# Level of betrayal



## GoingCrazy01 (Jan 9, 2018)

If you could rate your husband/wife’s level of betrayal from a 1-10 what would it be?


----------



## Uhenrcx0531 (Jan 2, 2018)

GoingCrazy01 said:


> If you could rate your husband/wife’s level of betrayal from a 1-10 what would it be?




11



Sent from my iPhone using Tapatalk


----------



## sandcastle (Sep 5, 2014)

GoingCrazy01 said:


> If you could rate your husband/wife’s level of betrayal from a 1-10 what would it be?


Which betrayal? Cheating has a whole subset of betrayal offshoots to getting some strange.


----------



## MJJEAN (Jun 26, 2015)

GoingCrazy01 said:


> If you could rate your husband/wife’s level of betrayal from a 1-10 what would it be?

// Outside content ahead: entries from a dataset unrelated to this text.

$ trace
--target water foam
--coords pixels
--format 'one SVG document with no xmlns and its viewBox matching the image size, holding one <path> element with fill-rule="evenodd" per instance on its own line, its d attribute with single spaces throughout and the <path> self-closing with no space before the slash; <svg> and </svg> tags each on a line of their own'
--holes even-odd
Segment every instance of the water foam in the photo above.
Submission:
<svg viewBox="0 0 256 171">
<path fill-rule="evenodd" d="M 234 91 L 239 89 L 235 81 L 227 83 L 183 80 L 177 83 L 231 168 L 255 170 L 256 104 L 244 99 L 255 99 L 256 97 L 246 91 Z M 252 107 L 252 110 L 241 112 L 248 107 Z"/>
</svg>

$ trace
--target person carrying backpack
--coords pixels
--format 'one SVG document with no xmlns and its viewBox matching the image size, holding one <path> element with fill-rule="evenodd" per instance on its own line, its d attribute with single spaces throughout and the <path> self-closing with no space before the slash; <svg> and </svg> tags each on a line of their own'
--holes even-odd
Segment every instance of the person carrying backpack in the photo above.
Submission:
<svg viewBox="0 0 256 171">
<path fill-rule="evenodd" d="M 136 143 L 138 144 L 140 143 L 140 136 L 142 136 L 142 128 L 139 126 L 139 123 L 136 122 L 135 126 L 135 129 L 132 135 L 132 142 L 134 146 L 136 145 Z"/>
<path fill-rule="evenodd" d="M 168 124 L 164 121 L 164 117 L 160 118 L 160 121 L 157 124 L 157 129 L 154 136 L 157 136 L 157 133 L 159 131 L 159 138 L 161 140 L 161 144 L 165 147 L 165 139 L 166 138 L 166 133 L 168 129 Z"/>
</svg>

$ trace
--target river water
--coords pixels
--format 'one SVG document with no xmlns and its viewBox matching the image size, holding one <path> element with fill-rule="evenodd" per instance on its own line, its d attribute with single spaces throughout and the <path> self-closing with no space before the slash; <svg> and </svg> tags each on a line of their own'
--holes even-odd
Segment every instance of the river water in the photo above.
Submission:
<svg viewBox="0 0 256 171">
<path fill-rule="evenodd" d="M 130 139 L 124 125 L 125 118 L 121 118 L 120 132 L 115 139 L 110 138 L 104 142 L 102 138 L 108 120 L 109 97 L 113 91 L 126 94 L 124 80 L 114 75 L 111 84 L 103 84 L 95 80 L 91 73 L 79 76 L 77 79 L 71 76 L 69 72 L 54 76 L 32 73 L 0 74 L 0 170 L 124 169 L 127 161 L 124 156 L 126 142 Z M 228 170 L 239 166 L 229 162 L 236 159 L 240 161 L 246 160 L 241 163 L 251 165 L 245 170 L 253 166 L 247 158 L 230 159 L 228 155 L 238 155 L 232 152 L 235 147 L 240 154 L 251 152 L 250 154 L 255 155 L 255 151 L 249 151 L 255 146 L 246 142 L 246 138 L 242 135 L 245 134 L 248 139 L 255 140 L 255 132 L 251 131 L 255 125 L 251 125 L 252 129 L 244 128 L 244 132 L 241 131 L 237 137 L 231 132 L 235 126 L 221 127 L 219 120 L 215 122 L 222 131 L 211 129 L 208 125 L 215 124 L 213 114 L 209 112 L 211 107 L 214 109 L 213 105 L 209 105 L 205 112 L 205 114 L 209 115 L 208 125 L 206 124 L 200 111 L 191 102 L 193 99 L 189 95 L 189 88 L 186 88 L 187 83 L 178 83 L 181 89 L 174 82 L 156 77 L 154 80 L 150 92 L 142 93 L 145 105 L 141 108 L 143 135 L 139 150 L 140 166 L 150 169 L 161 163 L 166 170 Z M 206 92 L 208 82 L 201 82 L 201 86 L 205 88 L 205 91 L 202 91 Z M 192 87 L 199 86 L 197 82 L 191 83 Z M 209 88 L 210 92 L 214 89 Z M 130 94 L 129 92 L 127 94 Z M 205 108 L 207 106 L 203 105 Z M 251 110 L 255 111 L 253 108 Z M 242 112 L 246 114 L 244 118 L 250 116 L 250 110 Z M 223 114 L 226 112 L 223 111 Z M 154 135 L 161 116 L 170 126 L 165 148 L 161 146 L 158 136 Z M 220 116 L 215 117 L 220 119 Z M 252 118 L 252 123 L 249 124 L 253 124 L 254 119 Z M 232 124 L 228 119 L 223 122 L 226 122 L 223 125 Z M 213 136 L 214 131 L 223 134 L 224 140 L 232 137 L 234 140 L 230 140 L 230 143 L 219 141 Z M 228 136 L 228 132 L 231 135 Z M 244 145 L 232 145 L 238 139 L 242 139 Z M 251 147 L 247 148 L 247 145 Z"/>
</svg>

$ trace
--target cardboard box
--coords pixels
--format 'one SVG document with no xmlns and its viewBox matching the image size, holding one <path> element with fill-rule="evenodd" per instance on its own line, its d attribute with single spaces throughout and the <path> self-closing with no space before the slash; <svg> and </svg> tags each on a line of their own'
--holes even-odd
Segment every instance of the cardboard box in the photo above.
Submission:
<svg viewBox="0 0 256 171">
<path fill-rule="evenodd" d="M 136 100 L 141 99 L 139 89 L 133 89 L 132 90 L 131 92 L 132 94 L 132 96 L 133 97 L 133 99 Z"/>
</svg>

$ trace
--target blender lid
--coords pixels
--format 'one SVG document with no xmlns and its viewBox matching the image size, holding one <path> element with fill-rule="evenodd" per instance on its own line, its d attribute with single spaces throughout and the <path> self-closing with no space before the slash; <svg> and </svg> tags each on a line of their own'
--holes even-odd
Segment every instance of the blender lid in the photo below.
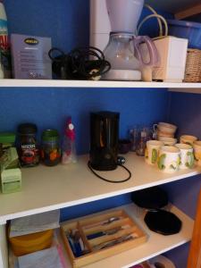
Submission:
<svg viewBox="0 0 201 268">
<path fill-rule="evenodd" d="M 142 208 L 159 209 L 168 205 L 168 195 L 155 186 L 131 193 L 131 200 Z"/>
<path fill-rule="evenodd" d="M 182 225 L 174 214 L 163 209 L 147 212 L 144 221 L 151 230 L 164 236 L 180 232 Z"/>
</svg>

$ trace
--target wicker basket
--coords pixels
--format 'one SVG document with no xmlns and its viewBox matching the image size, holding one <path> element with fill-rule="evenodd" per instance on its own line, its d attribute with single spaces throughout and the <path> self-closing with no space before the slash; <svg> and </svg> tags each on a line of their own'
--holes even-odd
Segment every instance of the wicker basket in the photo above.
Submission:
<svg viewBox="0 0 201 268">
<path fill-rule="evenodd" d="M 201 82 L 200 49 L 188 49 L 184 82 Z"/>
</svg>

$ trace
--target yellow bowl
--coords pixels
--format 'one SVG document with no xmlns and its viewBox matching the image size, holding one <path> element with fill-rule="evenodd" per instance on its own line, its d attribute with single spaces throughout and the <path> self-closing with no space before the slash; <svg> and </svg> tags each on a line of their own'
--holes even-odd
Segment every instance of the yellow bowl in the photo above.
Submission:
<svg viewBox="0 0 201 268">
<path fill-rule="evenodd" d="M 53 230 L 47 230 L 29 235 L 9 238 L 13 254 L 16 256 L 48 248 L 53 241 Z"/>
</svg>

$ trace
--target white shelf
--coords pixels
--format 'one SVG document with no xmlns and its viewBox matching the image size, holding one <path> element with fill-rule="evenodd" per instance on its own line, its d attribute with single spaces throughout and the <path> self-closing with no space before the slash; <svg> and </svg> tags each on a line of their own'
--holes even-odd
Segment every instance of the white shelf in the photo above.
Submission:
<svg viewBox="0 0 201 268">
<path fill-rule="evenodd" d="M 142 213 L 140 210 L 140 212 L 138 212 L 138 217 L 137 217 L 137 209 L 134 204 L 123 205 L 121 207 L 118 207 L 118 209 L 119 208 L 124 209 L 130 214 L 130 216 L 132 217 L 140 225 L 140 227 L 144 229 L 148 235 L 148 240 L 145 244 L 134 247 L 133 249 L 91 264 L 85 266 L 85 268 L 129 268 L 132 265 L 138 264 L 155 255 L 183 245 L 191 239 L 194 221 L 175 206 L 172 206 L 171 211 L 181 220 L 182 229 L 180 233 L 171 236 L 163 236 L 148 230 L 143 220 L 145 212 Z M 62 244 L 61 239 L 60 242 Z M 67 267 L 71 267 L 67 254 L 65 253 L 64 247 L 63 246 L 63 247 L 64 256 L 66 258 Z"/>
<path fill-rule="evenodd" d="M 48 80 L 0 80 L 0 88 L 201 88 L 201 83 L 138 81 L 92 81 Z M 201 90 L 200 92 L 201 93 Z"/>
<path fill-rule="evenodd" d="M 113 184 L 96 178 L 88 170 L 88 156 L 83 155 L 77 164 L 22 169 L 22 191 L 0 194 L 0 224 L 7 220 L 130 193 L 201 173 L 201 169 L 163 173 L 147 164 L 144 157 L 130 153 L 126 155 L 125 165 L 132 173 L 131 179 Z M 121 167 L 101 173 L 116 180 L 128 176 Z"/>
</svg>

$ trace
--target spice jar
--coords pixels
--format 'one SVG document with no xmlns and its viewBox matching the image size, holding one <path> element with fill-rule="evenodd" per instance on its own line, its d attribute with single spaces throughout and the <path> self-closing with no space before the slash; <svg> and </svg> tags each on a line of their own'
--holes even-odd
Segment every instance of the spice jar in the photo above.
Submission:
<svg viewBox="0 0 201 268">
<path fill-rule="evenodd" d="M 36 166 L 39 163 L 39 150 L 37 144 L 37 126 L 24 123 L 18 126 L 18 149 L 21 166 Z"/>
<path fill-rule="evenodd" d="M 47 166 L 54 166 L 60 163 L 61 147 L 59 133 L 56 130 L 46 130 L 43 131 L 41 158 Z"/>
</svg>

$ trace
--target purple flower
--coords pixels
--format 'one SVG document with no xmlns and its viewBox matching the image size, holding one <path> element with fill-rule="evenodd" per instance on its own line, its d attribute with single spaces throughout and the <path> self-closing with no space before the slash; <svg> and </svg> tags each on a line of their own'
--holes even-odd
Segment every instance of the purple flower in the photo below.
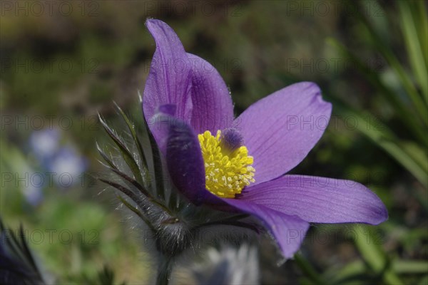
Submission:
<svg viewBox="0 0 428 285">
<path fill-rule="evenodd" d="M 310 222 L 377 224 L 382 201 L 349 180 L 285 175 L 321 138 L 332 105 L 312 83 L 293 84 L 239 117 L 207 61 L 187 53 L 166 24 L 148 20 L 156 43 L 143 98 L 146 120 L 178 190 L 195 204 L 261 220 L 286 258 Z"/>
</svg>

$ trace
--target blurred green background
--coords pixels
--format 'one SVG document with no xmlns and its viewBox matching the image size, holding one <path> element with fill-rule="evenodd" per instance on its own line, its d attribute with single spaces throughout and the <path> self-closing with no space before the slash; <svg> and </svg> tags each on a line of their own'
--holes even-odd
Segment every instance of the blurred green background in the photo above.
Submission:
<svg viewBox="0 0 428 285">
<path fill-rule="evenodd" d="M 428 284 L 425 1 L 3 1 L 1 13 L 0 214 L 23 223 L 56 283 L 96 282 L 104 264 L 117 282 L 151 278 L 136 223 L 95 179 L 95 142 L 108 143 L 97 112 L 121 120 L 113 100 L 142 124 L 151 17 L 216 67 L 237 115 L 317 83 L 333 115 L 292 172 L 357 181 L 388 208 L 378 227 L 312 227 L 279 267 L 263 239 L 263 283 Z"/>
</svg>

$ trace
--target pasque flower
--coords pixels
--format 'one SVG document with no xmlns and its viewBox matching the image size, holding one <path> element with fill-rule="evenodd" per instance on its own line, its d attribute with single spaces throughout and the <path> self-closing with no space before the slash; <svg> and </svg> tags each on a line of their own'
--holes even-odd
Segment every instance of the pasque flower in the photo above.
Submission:
<svg viewBox="0 0 428 285">
<path fill-rule="evenodd" d="M 332 110 L 312 83 L 293 84 L 234 118 L 218 72 L 187 53 L 166 24 L 146 26 L 156 49 L 143 109 L 172 181 L 190 202 L 250 214 L 286 258 L 310 222 L 377 224 L 387 212 L 365 186 L 350 180 L 285 175 L 322 136 Z"/>
</svg>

My exH was an 11. Physical and financial infidelity. That's why he's my ex.


----------



## SentHereForAReason (Oct 25, 2017)

10


----------



## Bluesclues (Mar 30, 2016)

At the time or now? 

XH betrayal then, a 10. Now, I rate it a 4-5

Current husband betrayal then, an 11. Four years later it is an 11.


----------



## blahfridge (Dec 6, 2014)

Numerous PAs, financial cheating, decades of trickle truth and blaming me, equals a 12.


----------